Dossier Japon : Le point de vue de Hiroaki Misawa, basé à Tokyo, chez Aberdeen Asset Management
(Available in English) Hiroaki Misawa, gérant d’actif assistant chez Aberdeen Asset Management, basé à Tokyo, commente les moteurs de croissance de l’économie japonaise, confrontée aujourd’hui à une demande domestique proche de son potentiel.
• Anticipez-vous une baisse des taux supplémentaire ?
Je ne prévois pas de baisse supplémentaire des taux dans un avenir proche, à condition que peu de mouvements sérieux de devises ou de dégâts ne se produisent. Au demeurant, nous n’anticipions pas le passage à des taux négatifs si rapidement, dès la fin janvier. Cela dit, la diversification des méthodes d’intervention de la Bank of Japan (BOJ), en ne s’adonnant plus uniquement à de l’assouplissement quantitatif (Quantitative easing, QE) massif, est pertinente. Est-ce que cette stratégie permettra d’atteindre la cible affichée de 2 % d’inflation en 2017 ? Non, et d’ailleurs, personne n’y croit. Avec un potentiel de croissance du PIB compris entre seulement 0 et 0,5 %, comme c’est le cas à l’heure actuelle, ce résultat est impossible à réaliser. Toutefois, le fait que la BOJ continue de communiquer sur cet objectif de 2 % indique qu’elle va poursuivre sa politique monétaire expansionniste.
• Quelle est votre analyse de l’évolution de la consommation japonaise ?

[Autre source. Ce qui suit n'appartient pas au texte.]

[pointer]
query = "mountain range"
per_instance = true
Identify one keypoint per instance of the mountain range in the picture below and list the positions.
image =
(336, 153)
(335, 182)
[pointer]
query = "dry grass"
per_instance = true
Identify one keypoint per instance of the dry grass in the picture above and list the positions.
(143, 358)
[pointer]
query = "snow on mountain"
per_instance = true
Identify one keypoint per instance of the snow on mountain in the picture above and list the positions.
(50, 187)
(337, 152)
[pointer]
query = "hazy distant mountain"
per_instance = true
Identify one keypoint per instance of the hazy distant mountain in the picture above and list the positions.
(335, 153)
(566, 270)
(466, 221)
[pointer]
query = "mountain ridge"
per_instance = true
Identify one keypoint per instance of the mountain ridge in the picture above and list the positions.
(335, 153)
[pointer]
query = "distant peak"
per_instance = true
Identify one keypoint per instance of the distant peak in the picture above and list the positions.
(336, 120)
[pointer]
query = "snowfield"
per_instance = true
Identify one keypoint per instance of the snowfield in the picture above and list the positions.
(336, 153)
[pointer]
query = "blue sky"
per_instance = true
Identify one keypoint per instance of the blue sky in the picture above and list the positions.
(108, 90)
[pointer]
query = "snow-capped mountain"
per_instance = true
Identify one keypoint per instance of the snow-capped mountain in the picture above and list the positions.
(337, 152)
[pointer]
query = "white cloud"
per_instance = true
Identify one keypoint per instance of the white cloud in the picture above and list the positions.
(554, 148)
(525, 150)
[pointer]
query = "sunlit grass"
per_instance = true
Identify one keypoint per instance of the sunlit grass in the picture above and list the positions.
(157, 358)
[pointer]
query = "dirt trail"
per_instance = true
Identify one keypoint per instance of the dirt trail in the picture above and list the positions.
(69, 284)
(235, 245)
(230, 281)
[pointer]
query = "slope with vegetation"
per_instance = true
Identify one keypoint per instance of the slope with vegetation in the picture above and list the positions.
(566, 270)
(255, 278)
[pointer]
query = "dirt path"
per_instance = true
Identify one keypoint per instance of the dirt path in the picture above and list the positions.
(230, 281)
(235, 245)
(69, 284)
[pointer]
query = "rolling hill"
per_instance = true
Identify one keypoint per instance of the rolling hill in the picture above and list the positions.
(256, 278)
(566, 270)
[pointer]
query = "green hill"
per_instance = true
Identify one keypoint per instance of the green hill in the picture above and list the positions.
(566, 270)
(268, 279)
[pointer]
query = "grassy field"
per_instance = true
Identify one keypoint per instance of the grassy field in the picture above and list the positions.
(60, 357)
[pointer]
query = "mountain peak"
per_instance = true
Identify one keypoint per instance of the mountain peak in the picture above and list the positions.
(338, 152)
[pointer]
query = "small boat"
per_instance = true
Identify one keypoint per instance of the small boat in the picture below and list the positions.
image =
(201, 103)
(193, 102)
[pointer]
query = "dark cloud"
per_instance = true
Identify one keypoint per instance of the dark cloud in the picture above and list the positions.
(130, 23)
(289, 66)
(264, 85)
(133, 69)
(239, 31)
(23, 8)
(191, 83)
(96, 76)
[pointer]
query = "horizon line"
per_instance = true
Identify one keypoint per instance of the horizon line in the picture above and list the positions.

La faiblesse de la consommation (en repli de 0,9 % au quatrième trimestre 2015 par rapport au trimestre précédent) ne constitue pas une surprise. Un affermissement de la demande ne peut venir que de la poursuite des réformes, même si, in fine, son potentiel de croissance n’est pas très élevé : La consommation des ménages, qui ont l’habitude de n’acheter que ce dont ils ont besoin, représente déjà 60 % du PIB du Japon. Un autre frein structurel à un accroissement de la demande globale du pays est le vieillissement démographique. Ces éléments expliquent d’ailleurs pourquoi je ne crois pas que la mise en œuvre du Trans-Pacific Partnership (TPP) contribuera à une relance significative de la demande.
Il est vrai cependant qu’une augmentation généralisée des salaires pourrait contribuer à un renforcement de l’activité. De nets progrès s’observent dans ce domaine, mais ils concernent surtout les grandes entreprises. Maintenant, il faudrait que la montée des rémunérations constatée dans ces sociétés se propage aux petites et moyennes entreprises (PME), qui participent à l’embauche de 90 % de la population active japonaise. Un petit soutien à la consommation vient aussi de la forte expansion du tourisme, directement corrélée à la dépréciation du yen. Pour autant, on ne saurait tabler sur cette tendance – qui pourrait bien ne correspondre qu’à un phénomène de court terme – pour assurer un appui durable à l’activité.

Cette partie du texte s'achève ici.